Re: newbie question
Date: 2000/06/07
Message-ID: <393DECE1.8157C615_at_elbanet.co.at>#1/1
Hi!
Olivier Deme wrote:
>
> Hello,
>
> I am a complete beginner with database programming and I need some help.
>
> I have written a program that parses source code and extracts symbols in a
> database.
>
> En entry consists of:
>
> - The key = A symbol (a string of characters)
> - The data = Symbol type + Filename + Lineno (data is stored also as a string)
>
> I am using the Berkeley DB freeware for managing my database.
>
> The problem is that, for a big input (source code > 10000 lines), my database
> becomes very very big. Addition of entries to the database becomes very
> quickly slow because of the database size.
>
> I believe the problem comes from the way I am storing the entries in the
> database.
>
> In the same database, I probably have thousands of entries with the same key
> but with slight variations of data.
>
> I believe I should use cross reference tables in order to decrease my database
> size.
> Unfortunately, I don't know how to proceed.

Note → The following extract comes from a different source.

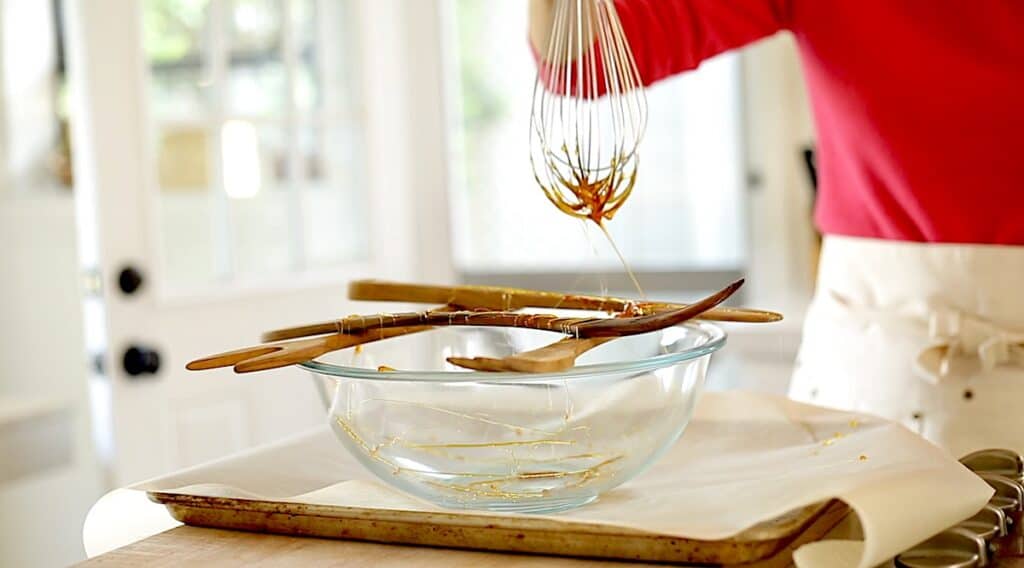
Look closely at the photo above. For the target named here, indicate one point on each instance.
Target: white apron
(931, 336)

It seams that you're looking for a design like this:
TABLE Symbols
Key INTEGER (some kind of Autonumber/Identity/...) Name CHAR (..)
PRIMARY KEY (Key)
UNIQUE INDEX Symbol_Name ON Symbols (Name);
TABLE Data
Key INTEGER File CHAR (..) Line INTEGER
possibly PRIMARY KEY (Key, File, Line)
When you find a symbol in your file, you look up whether it is in the
Symbols table yet. If yes, you have the key; otherwise insert and get
key. Then insert into table Data.
Provided your symbols are significantly larger than an integer, this
should reduce size. And it also should increase speed, since integer
lookups are faster than character ones.
hth,
Heinz
Received on Wed Jun 07 2000 - 00:00:00 CEST